Bad Cop Kevin Bacon Chases Joyriders in the Lean, Mean Cop Car
Cop Car
Directed by Jon Watts
Opens August 7
Take out some of the gore and swearing, and Cop Car could work as a refreshing throwback to an age of children’s films that sought to replicate the danger and horror of old fables and bedtime stories. The film tracks two prepubescent runaways, Travis (James Freedson-Jackson) and Harrison (Hays Wellford), who stumble across an abandoned police cruiser in the middle of the woods and take it for a joy ride. Unfortunately for them, the car belongs to a corrupt local sheriff (Kevin Bacon), a moonlighting drug runner who had just gotten through disposing of the corpse of a rival before returning to find his vehicle gone.
At this stage, the film sets up a chase through the Southwestern countryside, Night of the Hunter as written by Cormac McCarthy.
Instead, the focus gets thrown onto Bacon’s sheriff whose brutal efficiency is compromised by his barely restrained panic at what will happen if anyone finds his car before he does. Several scenes even wring a wry humor out of a reckless cop forced to obey the law while chasing down his patrol vehicle, as in the scene where he stops at a red light in a stolen car only because he is afraid of the traffic cameras. Bacon long ago channeled his youthful smarm into villainous arrogance, but here plays evil with far more simplicity, every nerve attuned to covering his ass. The actor radiates so much tense energy that he threatens to make the scenes with the kids look flaccid in comparison, lessening the dangerous innocence of their play.
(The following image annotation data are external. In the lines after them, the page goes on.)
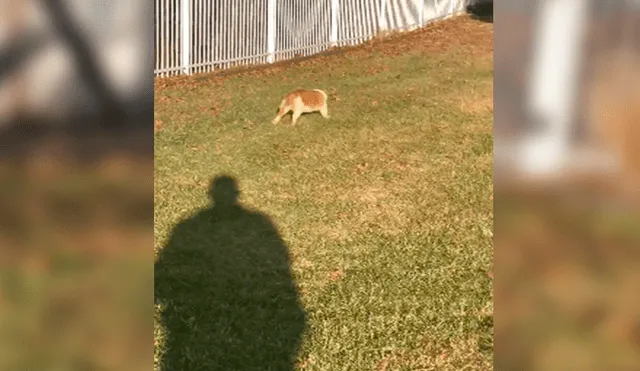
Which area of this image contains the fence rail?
[154,0,466,77]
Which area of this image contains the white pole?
[330,0,340,46]
[521,0,588,174]
[267,0,276,63]
[378,0,387,31]
[180,0,191,75]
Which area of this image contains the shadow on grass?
[155,176,306,371]
[465,0,493,23]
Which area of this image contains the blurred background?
[494,0,640,370]
[0,0,153,370]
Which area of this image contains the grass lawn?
[155,17,493,371]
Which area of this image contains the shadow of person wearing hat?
[155,176,305,371]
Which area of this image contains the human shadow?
[155,176,306,371]
[40,0,125,126]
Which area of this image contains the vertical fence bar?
[267,0,276,63]
[378,0,388,31]
[205,0,213,72]
[330,0,340,47]
[180,0,191,75]
[153,0,160,74]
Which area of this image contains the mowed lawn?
[155,17,493,371]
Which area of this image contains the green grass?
[155,23,493,371]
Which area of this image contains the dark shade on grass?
[155,176,305,371]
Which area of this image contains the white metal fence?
[154,0,467,77]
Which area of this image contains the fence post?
[180,0,191,75]
[267,0,276,63]
[378,0,387,31]
[330,0,340,47]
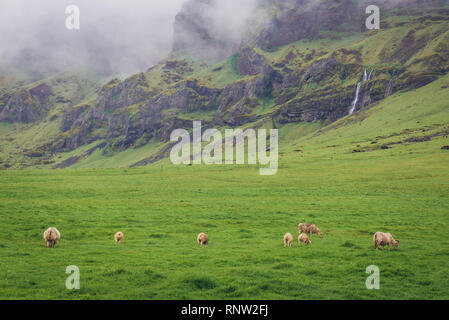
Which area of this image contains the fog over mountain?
[0,0,440,78]
[0,0,184,75]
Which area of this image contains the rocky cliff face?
[0,0,449,168]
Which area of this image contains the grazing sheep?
[373,232,399,250]
[196,233,209,247]
[44,228,61,248]
[114,232,123,244]
[284,232,293,247]
[298,233,312,245]
[298,223,323,238]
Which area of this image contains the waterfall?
[349,69,373,115]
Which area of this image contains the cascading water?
[349,69,373,115]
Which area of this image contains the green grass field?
[0,76,449,299]
[0,77,449,299]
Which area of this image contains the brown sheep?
[284,232,293,247]
[44,228,61,248]
[373,232,399,250]
[196,233,209,247]
[298,233,312,245]
[114,232,124,244]
[298,223,323,238]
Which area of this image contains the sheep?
[298,223,323,238]
[196,233,209,247]
[373,232,399,250]
[44,228,61,248]
[298,233,312,245]
[284,232,293,247]
[114,232,124,244]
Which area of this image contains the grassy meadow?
[0,77,449,299]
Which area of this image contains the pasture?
[0,142,449,299]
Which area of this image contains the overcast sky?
[0,0,185,74]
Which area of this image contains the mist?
[0,0,185,76]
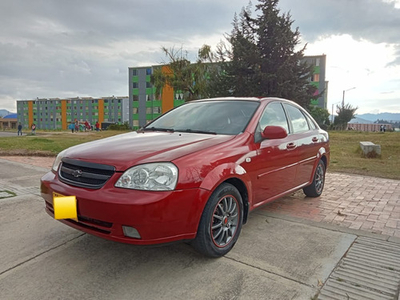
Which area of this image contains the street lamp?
[342,86,356,108]
[331,101,340,124]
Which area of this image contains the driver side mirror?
[261,126,287,140]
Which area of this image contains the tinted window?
[145,100,259,134]
[259,102,289,133]
[284,103,310,133]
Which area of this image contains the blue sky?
[0,0,400,114]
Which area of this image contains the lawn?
[329,131,400,179]
[0,131,400,180]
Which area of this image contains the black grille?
[59,158,115,189]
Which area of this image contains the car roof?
[190,97,298,105]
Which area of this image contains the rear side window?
[284,103,310,133]
[259,102,289,133]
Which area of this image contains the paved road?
[0,159,400,299]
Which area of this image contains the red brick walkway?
[261,173,400,238]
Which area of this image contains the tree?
[310,106,330,129]
[211,0,320,108]
[151,47,208,101]
[334,103,358,130]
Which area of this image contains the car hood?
[63,132,235,171]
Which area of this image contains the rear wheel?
[192,183,243,257]
[303,160,326,197]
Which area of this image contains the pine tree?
[216,0,319,108]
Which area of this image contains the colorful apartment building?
[303,54,328,109]
[128,65,185,129]
[17,96,130,130]
[128,55,328,129]
[17,55,327,130]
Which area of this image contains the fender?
[200,163,253,203]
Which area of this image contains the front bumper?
[41,172,210,245]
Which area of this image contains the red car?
[41,98,329,257]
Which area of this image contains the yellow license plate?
[53,192,78,220]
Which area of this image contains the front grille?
[59,158,115,189]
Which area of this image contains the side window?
[259,102,289,133]
[306,115,318,130]
[284,104,310,133]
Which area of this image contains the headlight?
[115,163,178,191]
[52,150,65,172]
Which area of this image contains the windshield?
[144,100,259,135]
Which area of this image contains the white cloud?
[0,0,400,113]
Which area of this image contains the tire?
[191,183,243,257]
[303,160,326,197]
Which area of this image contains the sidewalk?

For the most part, however, this is what a b-movie should be: lean, mean, and filled with just enough longueurs to be evocative without slowing the pace. The film is so spare that even a throwaway character (Camryn Manheim) who early on spots the boys finds herself involved in the bloody climax, which plays upon a foreseeable twist with nonetheless tense results. By not getting bogged down in exposition, Cop Car prioritizes its physical inertia, using its minimal structure to add a greater sense of catharsis to a simple, if grisly, conclusion.